Document Q&A System¶
Build an AI-powered question-answering system over your documents
⏱️ Time: 10 minutes | 💡 Difficulty: Easy
What You'll Learn¶
- Set up LLM integration (Claude, GPT, or OpenRouter)
- Ask questions about documents with AI
- Query across multiple documents simultaneously
- Extract citations and track costs
- Use different search modes and models
- Build document Q&A with both Python and CLI
Prerequisites¶
✅ Completed Simple File Storage tutorial ✅ LLM API key (Anthropic, OpenAI, or OpenRouter) ✅ Nexus server running
Overview¶
Nexus's LLM document reading feature lets you ask natural language questions about your documents and get AI-powered answers with automatic citations. It combines:
- Intelligent Context Retrieval: Semantic or keyword search finds relevant sections
- LLM Processing: AI understands and answers your questions
- Automatic Citations: Sources are tracked and attributed
- Cost Tracking: Monitor token usage and API costs
Architecture:
┌─────────────────┐
│ Your Question │ ← "What were the Q4 challenges?"
└────────┬────────┘
│
↓
┌─────────────────┐
│ Nexus Server │ ← Find relevant content
│ (Search) │ (semantic/keyword search)
└────────┬────────┘
│ Context
↓
┌─────────────────┐
│ LLM Provider │ ← Claude, GPT-4, etc.
│ (Anthropic, │ Answer question with context
│ OpenAI, etc) │
└────────┬────────┘
│ Answer + Citations
↓
┌─────────────────┐
│ Your App │ ← Get structured response
└─────────────────┘
Step 1: Get an LLM API Key¶
You'll need an API key from one of these providers:
Option A: Anthropic Claude (Recommended)¶
Claude provides excellent document understanding and analysis.
Get your key: 1. Visit console.anthropic.com 2. Sign up or log in 3. Go to API Keys section 4. Create a new key 5. Copy your key (starts with sk-ant-)
Set it:
Available models: - claude-sonnet-4 - Balanced (recommended) - claude-opus-4 - Most capable - claude-haiku-4 - Fastest/cheapest
Option B: OpenAI GPT¶
GPT-4 provides strong reasoning and broad knowledge.

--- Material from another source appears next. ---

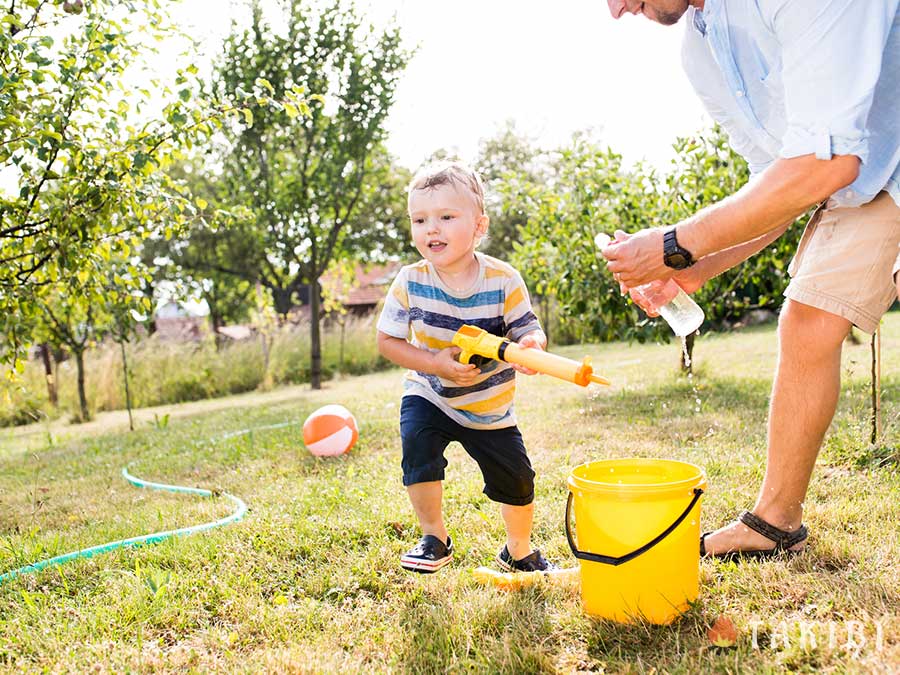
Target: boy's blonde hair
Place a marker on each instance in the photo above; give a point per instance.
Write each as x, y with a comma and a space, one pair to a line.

Get your key: 1. Visit platform.openai.com 2. Sign up or log in 3. Go to API Keys 4. Create new key 5. Copy your key (starts with sk-)
Set it:
Available models: - gpt-4o - Latest GPT-4 Optimized - gpt-4o-mini - Faster/cheaper
Option C: OpenRouter (100+ Models)¶
OpenRouter provides access to 100+ models from multiple providers.

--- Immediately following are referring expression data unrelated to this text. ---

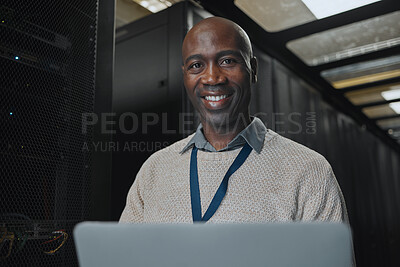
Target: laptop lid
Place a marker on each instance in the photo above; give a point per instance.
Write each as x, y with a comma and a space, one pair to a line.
195, 245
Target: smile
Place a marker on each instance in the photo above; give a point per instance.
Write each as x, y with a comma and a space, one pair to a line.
215, 98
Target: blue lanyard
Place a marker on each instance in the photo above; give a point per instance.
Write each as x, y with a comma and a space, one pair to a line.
216, 201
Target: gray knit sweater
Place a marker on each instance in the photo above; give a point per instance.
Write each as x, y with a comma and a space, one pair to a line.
285, 182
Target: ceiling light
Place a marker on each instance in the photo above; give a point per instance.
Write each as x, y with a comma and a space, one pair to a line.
391, 94
395, 106
323, 9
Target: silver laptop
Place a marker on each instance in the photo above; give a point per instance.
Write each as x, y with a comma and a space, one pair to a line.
195, 245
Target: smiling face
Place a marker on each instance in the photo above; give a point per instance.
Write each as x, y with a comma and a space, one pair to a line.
217, 71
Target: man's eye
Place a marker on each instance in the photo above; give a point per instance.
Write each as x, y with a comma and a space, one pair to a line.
227, 61
195, 66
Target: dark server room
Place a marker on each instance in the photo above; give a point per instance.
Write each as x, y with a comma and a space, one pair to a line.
99, 124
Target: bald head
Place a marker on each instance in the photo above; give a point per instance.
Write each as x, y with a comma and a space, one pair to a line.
207, 30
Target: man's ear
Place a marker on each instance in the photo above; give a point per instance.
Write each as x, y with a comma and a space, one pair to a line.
254, 67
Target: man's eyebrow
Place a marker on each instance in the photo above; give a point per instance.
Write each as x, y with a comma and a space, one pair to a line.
229, 52
196, 56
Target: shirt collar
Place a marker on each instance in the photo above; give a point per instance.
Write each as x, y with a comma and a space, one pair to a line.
253, 134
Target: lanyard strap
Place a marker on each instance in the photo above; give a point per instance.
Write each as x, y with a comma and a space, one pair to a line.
216, 201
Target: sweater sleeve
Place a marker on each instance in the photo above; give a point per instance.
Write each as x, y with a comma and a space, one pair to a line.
323, 199
134, 208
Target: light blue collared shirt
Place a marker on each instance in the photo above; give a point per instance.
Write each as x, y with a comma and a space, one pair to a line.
253, 134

Get your key: 1. Visit openrouter.ai/keys 2. Sign up or log in 3. Create API key 4. Copy your key (starts with sk-or-)
Set it:
Popular models: - anthropic/claude-sonnet-4.5 - Latest Claude (recommended) - anthropic/claude-haiku-4.5 - Fast Claude - openrouter/google/gemini-pro-1.5 - Google Gemini
See all models: openrouter.ai/models
Step 2: Create Sample Documents¶
First, let's create some sample documents to query. Make sure your Nexus server is running and you have admin credentials loaded:
# If not already running
# ./scripts/init-nexus-with-auth.sh
# source .nexus-admin-env
# Create sample documentation
cat > /tmp/auth-guide.md << 'EOF'
# Authentication Guide
## JWT Token System
Our system uses JWT (JSON Web Tokens) for authentication:
- Access tokens expire in 15 minutes
- Refresh tokens expire in 7 days
- Uses RS256 algorithm for signing
- Automatic token rotation on refresh
## Security Best Practices
1. Always use HTTPS in production
2. Store tokens in httpOnly cookies
3. Implement CSRF protection
4. Use rate limiting on auth endpoints
5. Rotate secrets regularly
## Common Issues
- **"Token expired"**: Use the refresh token endpoint to get new tokens
- **"Invalid signature"**: Check that secret key is configured correctly
- **"Missing authorization header"**: Include Bearer token in requests
EOF
# Upload to Nexus
nexus write /workspace/docs/authentication.md --input /tmp/auth-guide.md
# Create Q4 report
cat > /tmp/q4-report.txt << 'EOF'
Q4 2024 Executive Summary
ACHIEVEMENTS:
✓ Revenue grew 42% to $5.8M
✓ User base increased to 52,000 (+31% QoQ)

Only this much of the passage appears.